Well, it's happened. Enough tender, brand new green graced the trees that, when I looked out over the landscape yesterday evening, it seemed to shimmer with pale green and gold. And I knew the day had come to recite Robert Frost's "Nothing Gold Can Stay."
Nature's first green is gold,
Her hardest hue to hold.
Her early leafs a flower;
But only so an hour.
Then leaf subsides to leaf.
So Eden sank to grief,
So dawn goes down to day.
Nothing gold can stay.
It's my yearly tradition. I think I have done this just about every year since I first memorized the poem in the 10th grade. I don't think of the poem too often at other times of the year, and I try not to say it until I look out of a window or glance around me as I'm walking and get hit with that shimmering, golden sense of settled spring. Or at least as "settled" as a season can ever be in this flaming-with-beauty-but-oh-so-fallen-world we live in.

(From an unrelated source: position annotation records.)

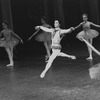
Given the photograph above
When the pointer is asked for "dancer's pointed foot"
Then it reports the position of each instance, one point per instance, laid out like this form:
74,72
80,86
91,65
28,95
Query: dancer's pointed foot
89,58
11,64
46,58
73,57
42,74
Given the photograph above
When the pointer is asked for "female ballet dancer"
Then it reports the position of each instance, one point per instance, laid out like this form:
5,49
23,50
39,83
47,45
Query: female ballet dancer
56,47
9,40
45,37
87,35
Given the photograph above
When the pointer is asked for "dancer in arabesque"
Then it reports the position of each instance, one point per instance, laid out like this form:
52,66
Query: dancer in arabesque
9,40
56,47
88,34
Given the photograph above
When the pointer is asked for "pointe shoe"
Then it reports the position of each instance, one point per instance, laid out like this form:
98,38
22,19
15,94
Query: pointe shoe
11,64
73,57
42,75
89,58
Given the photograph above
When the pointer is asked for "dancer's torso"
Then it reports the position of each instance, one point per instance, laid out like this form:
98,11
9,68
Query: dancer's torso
86,26
7,34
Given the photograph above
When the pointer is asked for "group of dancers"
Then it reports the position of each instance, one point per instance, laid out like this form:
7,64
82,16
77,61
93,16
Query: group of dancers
51,38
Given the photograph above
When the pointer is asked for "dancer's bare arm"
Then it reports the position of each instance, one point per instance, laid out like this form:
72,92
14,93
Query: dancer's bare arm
17,36
95,24
63,31
44,29
78,26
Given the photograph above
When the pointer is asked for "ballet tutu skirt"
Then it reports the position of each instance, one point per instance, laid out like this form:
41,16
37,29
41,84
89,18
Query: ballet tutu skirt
12,42
56,46
44,36
88,34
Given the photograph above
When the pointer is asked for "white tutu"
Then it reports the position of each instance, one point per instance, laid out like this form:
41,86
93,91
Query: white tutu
94,71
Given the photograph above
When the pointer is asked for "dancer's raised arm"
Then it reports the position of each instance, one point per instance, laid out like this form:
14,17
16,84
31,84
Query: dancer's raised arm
78,26
66,30
44,29
95,24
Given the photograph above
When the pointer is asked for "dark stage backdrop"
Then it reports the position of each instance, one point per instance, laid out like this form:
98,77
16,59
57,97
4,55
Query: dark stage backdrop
26,15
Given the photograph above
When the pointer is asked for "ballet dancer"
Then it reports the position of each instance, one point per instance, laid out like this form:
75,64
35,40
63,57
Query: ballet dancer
87,35
56,47
8,40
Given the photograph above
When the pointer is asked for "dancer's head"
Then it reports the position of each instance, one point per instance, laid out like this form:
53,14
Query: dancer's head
5,25
43,20
85,17
56,24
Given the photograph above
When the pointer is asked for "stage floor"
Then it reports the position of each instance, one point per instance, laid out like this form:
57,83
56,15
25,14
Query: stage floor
66,80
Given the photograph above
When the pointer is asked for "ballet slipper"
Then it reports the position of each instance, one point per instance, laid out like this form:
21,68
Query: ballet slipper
42,74
89,58
11,64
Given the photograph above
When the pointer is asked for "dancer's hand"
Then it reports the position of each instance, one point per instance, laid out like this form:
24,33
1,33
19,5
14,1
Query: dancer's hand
37,27
21,41
29,39
72,28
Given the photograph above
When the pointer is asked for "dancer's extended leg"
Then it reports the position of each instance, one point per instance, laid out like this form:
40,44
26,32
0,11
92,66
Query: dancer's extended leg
47,50
90,50
66,55
50,61
10,56
96,51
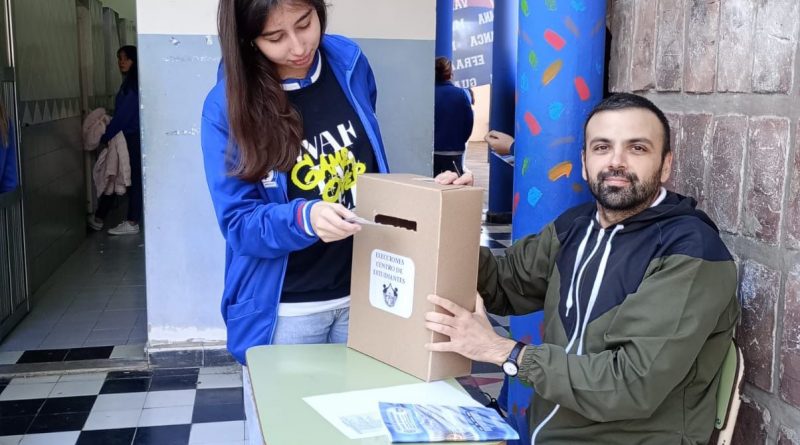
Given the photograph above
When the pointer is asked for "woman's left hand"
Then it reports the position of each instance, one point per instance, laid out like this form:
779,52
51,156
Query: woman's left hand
449,177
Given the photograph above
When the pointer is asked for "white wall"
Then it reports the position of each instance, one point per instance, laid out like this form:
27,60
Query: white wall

Yesterday was the shimmering day when the poem popped into my mind and heart. We were in the car on the way home from eating dinner and picking up a little bakery cake for our anniversary celebration. "Oh!" I suddenly exclaimed. "The trees! Nature's first green is gold..." D. immediately turned down the radio and told the sweet girl, "It's time for Mommy to recite her spring poem!" And so I did.
And it's still April, which is National Poetry Month!
2 comments:
Mmmm, lovely! The weather was gorgeous here on Sunday, meriting our first trip to the beach for the year. Out front, our birch tree is sprouting little green leaves, and there's also some growth on the willow out back. And finally a few flowers! Hooray for spring!